Link to colab notebook used in session is here - colab.research.google.com/gist/rafiqhasan/2164304ede002f4a8bfe56e5434e1a34/dl-e2e-taxi-dataset-tfx-e2e.ipynb
Thank you so much for providing such quality content. I followed the notebook along with the video myself and was able to create the model using the full pipeline. Looking forward to trying to deploy my own model using this tutorial as well as watching the other tutorials on Spark!
The reason to split the data is to avoid any form of leakage in the test data set. Basically, whatever the transformation that is made to the training data, e.g., normalization, that extracts statistics of mean and standard deviation. That is derived only using the training data set. So yes, we generally want to split the dataset into training and test set from the start. The latter is then used to evaluate the generalization error of the trained model
thank you very much for such good material. can I find more tutorials about TFX made by you guys or can you introduce me to other useful materials like this video?

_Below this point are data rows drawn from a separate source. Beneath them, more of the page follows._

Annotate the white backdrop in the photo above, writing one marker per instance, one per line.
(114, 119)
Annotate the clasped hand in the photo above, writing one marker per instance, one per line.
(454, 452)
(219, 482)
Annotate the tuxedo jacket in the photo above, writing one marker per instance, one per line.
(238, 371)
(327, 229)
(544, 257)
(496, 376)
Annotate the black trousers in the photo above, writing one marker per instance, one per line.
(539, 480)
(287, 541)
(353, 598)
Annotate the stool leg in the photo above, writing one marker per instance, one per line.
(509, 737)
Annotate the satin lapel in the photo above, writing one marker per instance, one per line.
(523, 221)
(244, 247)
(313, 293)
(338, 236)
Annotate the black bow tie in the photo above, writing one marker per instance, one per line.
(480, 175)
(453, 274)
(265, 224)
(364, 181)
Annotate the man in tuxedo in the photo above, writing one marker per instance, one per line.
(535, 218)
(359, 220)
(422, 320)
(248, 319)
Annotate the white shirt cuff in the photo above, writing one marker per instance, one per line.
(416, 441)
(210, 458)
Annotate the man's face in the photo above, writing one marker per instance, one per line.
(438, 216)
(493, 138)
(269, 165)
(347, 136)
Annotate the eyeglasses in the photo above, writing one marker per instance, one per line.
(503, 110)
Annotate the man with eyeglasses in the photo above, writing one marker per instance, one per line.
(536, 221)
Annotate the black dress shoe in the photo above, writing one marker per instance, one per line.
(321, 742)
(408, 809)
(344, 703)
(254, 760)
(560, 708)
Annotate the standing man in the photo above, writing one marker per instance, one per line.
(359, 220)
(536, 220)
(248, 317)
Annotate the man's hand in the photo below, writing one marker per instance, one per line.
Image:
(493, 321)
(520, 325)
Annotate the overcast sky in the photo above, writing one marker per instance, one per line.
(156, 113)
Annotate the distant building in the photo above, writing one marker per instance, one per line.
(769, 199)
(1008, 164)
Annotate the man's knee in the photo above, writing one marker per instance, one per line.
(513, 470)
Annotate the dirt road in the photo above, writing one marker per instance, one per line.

Thank you so much team! Really great sessions and I hope you continue these sessions and also please could you upload the NLP and time series playlist as and when you get the time! 😃
@@AIEngineeringLife in NLP I actually wanted a theory lecture/video on the architecture of BERT and its variations Roberta Alberta if that would be a possibility. I tried to refer a couple of other resources but ultimately your explanation is something I fully understand.
Thank you for such awesome resource, sir. I am getting errors importing the below components: from tfx.components import ResolverNode from tfx.utils.dsl_utils import external_input ImportError: cannot import name 'ResolverNode' from 'tfx.components' (/usr/local/lib/python3.7/dist-packages/tfx/components/__init__.py) Please help.